Types
Data classes used throughout tinyrl.
PolicyOutput
Structured return type for policy functions.
from tinyrl import PolicyOutput
# just an action
PolicyOutput(action=2)
# with training info
PolicyOutput(action=2, logprob=-0.3, entropy=1.2)
| Field | Type | Default | Description |
|---|---|---|---|
action |
int \| np.ndarray |
required | The action to take |
logprob |
float \| None |
None |
Log-probability of the action |
entropy |
float \| None |
None |
Entropy of the policy distribution |
Step
A single environment transition, stored in trajectories.
| Field | Type | Default | Description |
|---|---|---|---|
obs |
np.ndarray |
required | Observation before the action |
action |
int \| np.ndarray |
required | Action taken |
reward |
float |
required | Reward received |
next_obs |
np.ndarray |
required | Observation after the action |
done |
bool |
required | Whether the episode ended |
logprob |
float \| None |
None |
Log-probability (if policy provided it) |
entropy |
float \| None |
None |
Entropy (if policy provided it) |
Trajectory
A full episode trajectory. Supports indexing, iteration, and batched property access.

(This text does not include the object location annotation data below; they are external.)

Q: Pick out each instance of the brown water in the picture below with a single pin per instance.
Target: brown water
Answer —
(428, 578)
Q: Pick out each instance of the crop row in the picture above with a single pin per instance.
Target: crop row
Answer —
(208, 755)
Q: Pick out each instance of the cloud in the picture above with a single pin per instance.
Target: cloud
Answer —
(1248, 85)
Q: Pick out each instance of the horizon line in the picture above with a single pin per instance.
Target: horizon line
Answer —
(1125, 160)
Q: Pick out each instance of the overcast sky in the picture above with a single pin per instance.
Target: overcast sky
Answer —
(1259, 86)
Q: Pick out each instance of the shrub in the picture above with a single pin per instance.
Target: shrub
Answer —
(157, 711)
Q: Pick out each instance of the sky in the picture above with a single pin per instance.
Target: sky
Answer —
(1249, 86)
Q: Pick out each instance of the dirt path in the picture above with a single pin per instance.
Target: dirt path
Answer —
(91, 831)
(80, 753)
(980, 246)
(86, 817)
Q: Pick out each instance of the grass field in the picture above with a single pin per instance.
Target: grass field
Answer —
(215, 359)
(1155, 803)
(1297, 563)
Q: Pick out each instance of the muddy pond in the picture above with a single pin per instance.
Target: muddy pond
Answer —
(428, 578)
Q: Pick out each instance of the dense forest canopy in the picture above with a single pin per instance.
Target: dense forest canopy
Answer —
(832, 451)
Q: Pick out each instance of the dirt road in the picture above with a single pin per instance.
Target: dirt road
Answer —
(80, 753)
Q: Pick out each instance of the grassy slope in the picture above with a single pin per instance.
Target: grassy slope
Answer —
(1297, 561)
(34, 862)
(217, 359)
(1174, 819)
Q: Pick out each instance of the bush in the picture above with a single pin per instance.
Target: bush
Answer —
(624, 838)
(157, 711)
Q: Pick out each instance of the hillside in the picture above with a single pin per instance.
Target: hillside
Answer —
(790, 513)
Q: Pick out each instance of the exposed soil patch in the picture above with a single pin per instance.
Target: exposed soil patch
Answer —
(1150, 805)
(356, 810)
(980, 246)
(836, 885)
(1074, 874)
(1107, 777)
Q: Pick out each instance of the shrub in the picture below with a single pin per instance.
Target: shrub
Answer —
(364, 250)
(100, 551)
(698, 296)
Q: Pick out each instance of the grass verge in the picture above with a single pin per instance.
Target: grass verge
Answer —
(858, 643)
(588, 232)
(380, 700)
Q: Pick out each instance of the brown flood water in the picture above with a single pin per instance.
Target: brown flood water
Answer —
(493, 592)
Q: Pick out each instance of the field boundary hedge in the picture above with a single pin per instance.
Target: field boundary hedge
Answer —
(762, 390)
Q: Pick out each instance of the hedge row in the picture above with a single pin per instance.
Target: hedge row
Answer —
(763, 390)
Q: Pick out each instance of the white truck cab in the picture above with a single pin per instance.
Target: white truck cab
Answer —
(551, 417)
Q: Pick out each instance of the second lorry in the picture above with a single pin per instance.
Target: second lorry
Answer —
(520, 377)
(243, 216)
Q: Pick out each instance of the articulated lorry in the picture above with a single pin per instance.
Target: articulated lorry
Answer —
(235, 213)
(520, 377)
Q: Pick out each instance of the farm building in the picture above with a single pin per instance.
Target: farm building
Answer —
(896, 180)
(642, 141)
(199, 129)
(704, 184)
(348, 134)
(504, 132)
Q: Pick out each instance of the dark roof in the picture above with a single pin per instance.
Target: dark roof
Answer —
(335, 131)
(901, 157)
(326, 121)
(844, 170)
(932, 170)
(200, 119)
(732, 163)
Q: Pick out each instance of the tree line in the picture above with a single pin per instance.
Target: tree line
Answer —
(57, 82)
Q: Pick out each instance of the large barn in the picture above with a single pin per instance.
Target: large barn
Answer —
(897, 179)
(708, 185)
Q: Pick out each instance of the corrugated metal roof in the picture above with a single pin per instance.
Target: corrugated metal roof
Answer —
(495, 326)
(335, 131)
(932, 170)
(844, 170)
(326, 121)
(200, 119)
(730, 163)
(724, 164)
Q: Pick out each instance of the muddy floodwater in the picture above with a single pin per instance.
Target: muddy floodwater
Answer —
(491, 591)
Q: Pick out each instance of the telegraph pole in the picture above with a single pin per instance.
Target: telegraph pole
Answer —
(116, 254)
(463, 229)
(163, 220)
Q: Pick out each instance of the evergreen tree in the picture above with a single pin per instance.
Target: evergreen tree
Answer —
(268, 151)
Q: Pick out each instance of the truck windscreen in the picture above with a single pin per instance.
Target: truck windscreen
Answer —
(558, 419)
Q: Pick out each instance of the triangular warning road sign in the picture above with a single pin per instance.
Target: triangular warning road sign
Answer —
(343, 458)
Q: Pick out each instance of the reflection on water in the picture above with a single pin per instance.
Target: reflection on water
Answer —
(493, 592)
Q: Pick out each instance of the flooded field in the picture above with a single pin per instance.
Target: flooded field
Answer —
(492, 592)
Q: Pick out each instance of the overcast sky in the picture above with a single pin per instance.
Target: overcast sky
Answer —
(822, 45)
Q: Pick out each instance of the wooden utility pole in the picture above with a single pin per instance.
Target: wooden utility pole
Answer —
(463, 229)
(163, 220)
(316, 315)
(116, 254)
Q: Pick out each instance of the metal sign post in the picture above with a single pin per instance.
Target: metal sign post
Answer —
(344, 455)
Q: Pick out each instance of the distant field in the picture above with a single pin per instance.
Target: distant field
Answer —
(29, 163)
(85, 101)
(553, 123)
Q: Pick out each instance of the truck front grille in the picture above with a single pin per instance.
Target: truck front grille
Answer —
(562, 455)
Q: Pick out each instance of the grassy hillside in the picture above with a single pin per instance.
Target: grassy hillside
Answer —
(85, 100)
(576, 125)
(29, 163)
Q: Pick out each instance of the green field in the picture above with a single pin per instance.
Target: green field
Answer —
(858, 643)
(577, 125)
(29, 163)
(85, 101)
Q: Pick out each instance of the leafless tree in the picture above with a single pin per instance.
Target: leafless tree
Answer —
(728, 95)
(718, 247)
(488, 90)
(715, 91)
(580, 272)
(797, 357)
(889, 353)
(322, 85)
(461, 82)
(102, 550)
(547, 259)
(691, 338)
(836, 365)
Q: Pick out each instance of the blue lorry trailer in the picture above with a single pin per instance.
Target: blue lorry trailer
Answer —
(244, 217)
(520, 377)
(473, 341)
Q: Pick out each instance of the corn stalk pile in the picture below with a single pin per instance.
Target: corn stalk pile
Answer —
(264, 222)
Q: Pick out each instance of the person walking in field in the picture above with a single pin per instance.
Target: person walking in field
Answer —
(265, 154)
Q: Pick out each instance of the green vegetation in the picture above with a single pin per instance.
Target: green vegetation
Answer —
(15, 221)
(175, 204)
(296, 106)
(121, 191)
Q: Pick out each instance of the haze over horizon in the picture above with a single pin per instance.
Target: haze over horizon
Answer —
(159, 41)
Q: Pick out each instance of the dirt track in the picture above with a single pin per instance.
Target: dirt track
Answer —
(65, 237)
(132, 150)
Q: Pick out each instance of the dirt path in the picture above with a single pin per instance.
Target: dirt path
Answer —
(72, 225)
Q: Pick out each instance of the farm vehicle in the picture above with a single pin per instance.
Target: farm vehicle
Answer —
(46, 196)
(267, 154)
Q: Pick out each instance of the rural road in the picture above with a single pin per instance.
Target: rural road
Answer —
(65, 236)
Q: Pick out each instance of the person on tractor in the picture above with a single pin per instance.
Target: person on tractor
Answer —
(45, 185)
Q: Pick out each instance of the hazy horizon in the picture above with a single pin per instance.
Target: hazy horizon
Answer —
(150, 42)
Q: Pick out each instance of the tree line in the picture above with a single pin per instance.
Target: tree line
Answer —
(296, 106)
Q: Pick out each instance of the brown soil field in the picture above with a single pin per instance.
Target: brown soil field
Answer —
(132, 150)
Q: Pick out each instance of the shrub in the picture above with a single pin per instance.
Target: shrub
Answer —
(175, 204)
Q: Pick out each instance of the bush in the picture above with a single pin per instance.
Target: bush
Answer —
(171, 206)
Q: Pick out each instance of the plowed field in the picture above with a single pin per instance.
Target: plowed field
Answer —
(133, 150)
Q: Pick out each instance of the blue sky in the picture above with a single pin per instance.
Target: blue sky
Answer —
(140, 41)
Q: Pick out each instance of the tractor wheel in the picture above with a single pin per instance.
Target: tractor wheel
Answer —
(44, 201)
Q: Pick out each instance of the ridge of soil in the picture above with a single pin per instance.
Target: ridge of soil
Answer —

result = runner.run_episode(policy, return_trajectory=True)
traj = result.trajectory
traj[0] # first Step
len(traj) # number of steps
for step in traj: # iterate
...
Batched properties
| Property | Shape | Description |
|---|---|---|
traj.obs |
(length, state_dim) |
All observations |
traj.actions |
(length,) or (length, action_dim) |
All actions |
traj.rewards |
(length,) |
All rewards |
traj.logprobs |
(length,) or None |
All log-probs (if provided) |
traj.entropies |
(length,) or None |
All entropies (if provided) |
EpisodeResult
Return type for Runner.run_episode().
| Field | Type | Description |
|---|---|---|
reward |
float |
Total episode reward |
steps |
int |
Number of steps taken |
trajectory |
Trajectory \| None |
Full trajectory (if return_trajectory=True) |